Fragrance Review
The clubs-and-gyms association has done Eros no favours. Smell past it and there's a well-made fragrance underneath.
Eros has a reputation it doesn't entirely deserve. It came out in 2012 in a turquoise bottle with a Medusa stamp and got marketed straight at clubs and gyms. The association cemented quickly. Mention it to someone who takes fragrance seriously and they'll give you a look.
Top: Fresh Mint, Green Apple, Lemon
Heart: Tonka Bean, Ambroxan, Geranium
Base: Vetiver, Oakmoss, Vanilla, Cedarwood
That look is wrong.
Alberto Morillas composed it — the same nose behind some genuinely serious fragrances — and the construction reflects that even if the branding doesn't. The opening is fresh mint and green apple, sharp and more dynamic than either note alone. Lemon brightens it further. The heart is where it surprises: tonka bean and ambroxan pulling warm and slightly magnetic, geranium holding the sweetness in check. The combination is cleaner than it has any right to be given how assertive the opening is.
The base is vetiver, oakmoss, and cedarwood — dry and woody, giving the whole thing a foundation the opening didn't hint at. Vanilla sits underneath, warm but not sweet. The mint and the base stay in balance across the entire wearing, which is technically harder than it sounds and something cheaper fragrances routinely fail to manage.

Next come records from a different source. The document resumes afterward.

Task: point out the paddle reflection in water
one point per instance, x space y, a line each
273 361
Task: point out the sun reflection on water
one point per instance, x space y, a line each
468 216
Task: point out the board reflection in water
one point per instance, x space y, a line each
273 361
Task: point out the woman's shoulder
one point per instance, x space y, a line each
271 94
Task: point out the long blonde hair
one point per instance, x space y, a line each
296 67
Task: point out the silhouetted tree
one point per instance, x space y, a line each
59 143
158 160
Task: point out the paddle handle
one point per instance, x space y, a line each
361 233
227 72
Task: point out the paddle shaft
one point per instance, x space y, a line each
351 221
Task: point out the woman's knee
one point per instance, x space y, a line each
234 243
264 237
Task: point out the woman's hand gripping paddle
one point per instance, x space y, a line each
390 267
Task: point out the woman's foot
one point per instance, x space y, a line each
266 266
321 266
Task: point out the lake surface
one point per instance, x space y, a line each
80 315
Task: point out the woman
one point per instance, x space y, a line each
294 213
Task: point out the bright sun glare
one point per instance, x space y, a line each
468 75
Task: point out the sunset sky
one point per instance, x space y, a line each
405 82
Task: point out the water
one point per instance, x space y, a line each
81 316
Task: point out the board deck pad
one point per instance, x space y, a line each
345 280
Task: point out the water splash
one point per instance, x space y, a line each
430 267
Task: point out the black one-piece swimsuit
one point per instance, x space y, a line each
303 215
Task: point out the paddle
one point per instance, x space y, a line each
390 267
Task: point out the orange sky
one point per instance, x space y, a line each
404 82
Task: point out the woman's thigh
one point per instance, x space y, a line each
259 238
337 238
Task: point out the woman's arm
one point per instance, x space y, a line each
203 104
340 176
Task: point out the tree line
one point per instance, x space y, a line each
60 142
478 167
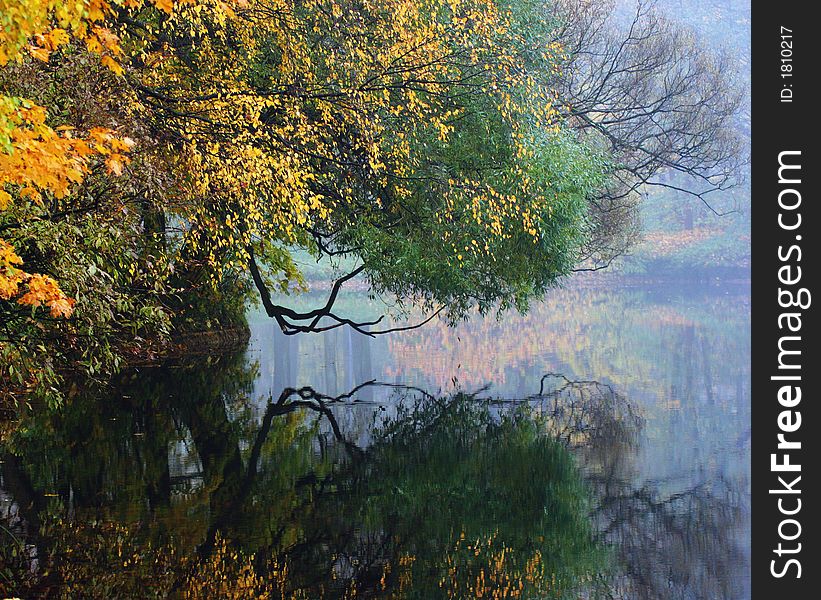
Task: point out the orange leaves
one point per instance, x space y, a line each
41 290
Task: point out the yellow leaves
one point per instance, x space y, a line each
112 64
166 6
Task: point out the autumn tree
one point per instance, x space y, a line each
421 138
660 102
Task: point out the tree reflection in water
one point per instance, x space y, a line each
177 484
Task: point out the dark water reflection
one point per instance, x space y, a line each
627 477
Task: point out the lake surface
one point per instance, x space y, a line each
596 447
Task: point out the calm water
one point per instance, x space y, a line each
436 463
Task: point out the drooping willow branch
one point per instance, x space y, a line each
292 322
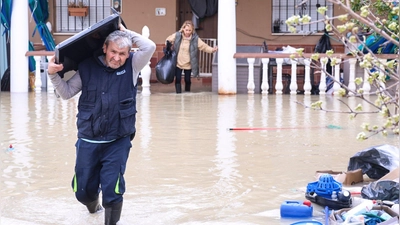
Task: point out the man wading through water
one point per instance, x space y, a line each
106 118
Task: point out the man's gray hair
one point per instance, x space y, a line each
121 38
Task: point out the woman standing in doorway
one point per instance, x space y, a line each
186 44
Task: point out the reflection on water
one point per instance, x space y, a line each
186 166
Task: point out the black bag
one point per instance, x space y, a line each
165 68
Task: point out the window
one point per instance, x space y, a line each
283 9
97 10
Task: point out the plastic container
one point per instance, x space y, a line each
296 209
363 207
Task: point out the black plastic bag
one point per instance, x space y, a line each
165 68
381 190
376 161
324 44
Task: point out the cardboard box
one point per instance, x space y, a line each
388 210
346 178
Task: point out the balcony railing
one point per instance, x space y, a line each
265 57
40 58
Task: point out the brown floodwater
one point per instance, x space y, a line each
185 166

Six to ten hours depending on skin, strong projection for the first few hours that softens into something more personal by the end. Works across seasons — the fresh-warm construction is versatile enough that you're not fighting weather. Spring through autumn is the sweet spot; winter works but the fresh mint opening feels slightly incongruous in heavy cold.

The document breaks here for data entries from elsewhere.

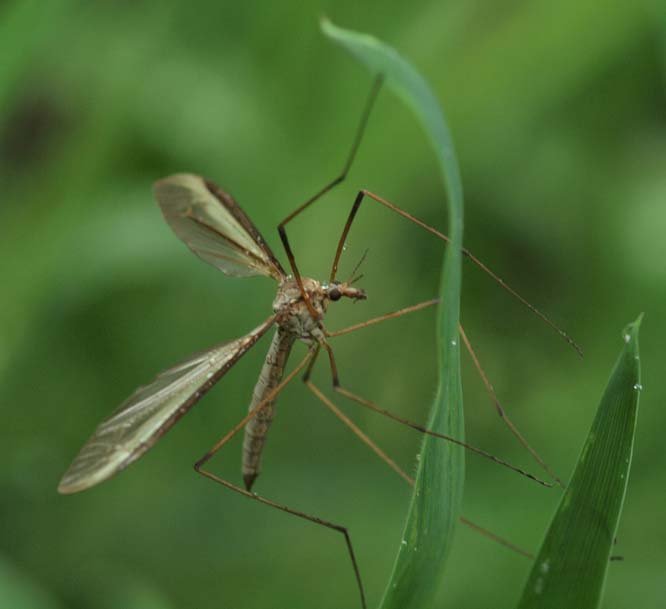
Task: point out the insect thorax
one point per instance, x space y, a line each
292 312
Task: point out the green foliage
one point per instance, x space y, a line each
435 505
557 111
570 570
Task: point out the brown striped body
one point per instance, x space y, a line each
294 322
257 428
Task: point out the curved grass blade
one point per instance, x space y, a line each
570 569
435 503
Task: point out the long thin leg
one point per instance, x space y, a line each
332 184
396 468
198 467
358 432
385 317
502 413
366 193
372 406
477 364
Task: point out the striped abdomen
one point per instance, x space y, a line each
257 428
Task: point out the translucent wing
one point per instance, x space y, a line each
151 411
214 227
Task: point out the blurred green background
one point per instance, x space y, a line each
557 111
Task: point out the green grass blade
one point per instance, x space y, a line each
570 569
435 503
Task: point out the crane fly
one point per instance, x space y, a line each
214 227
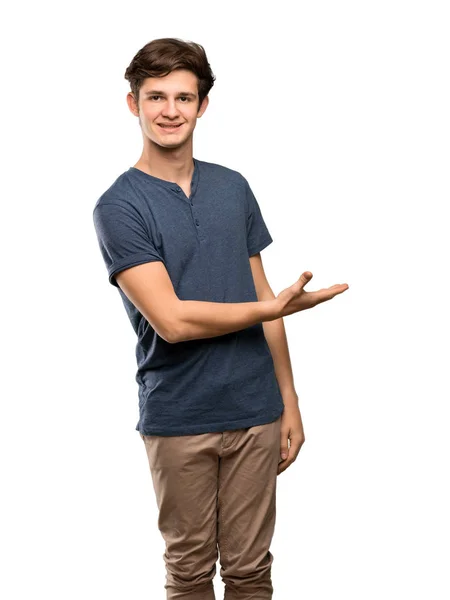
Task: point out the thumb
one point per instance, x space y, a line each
284 446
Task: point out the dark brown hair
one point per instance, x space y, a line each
162 56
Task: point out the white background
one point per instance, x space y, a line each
338 115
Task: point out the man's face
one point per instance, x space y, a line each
170 100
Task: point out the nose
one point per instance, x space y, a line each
170 109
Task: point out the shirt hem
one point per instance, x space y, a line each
216 427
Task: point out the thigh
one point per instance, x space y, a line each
184 471
247 496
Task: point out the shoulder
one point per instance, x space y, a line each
221 173
121 193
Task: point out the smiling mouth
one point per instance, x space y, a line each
170 127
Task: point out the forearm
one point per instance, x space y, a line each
199 319
275 335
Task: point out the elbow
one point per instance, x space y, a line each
174 335
174 332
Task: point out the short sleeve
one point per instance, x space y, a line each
258 236
123 238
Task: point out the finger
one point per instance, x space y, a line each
284 449
328 293
304 278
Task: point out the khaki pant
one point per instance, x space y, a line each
216 493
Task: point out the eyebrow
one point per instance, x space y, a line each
161 93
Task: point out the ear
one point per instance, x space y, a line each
132 104
203 106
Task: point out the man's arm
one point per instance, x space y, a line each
275 334
149 288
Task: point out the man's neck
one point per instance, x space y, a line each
169 167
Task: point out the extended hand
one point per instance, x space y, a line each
294 298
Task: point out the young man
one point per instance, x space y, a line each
181 239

$70–$85 for 100ml. The "it's generic" criticism is really a criticism of how common it got, not the fragrance itself. Smell Eros without the context of every party it attended and you'd call it a confident, clean-warm masculine with more complexity than it shows at first. That's still exactly what it is. For the price, the performance and construction put it ahead of many things sold at twice the cost. The reputation it has is the one it was given, not the one it earned.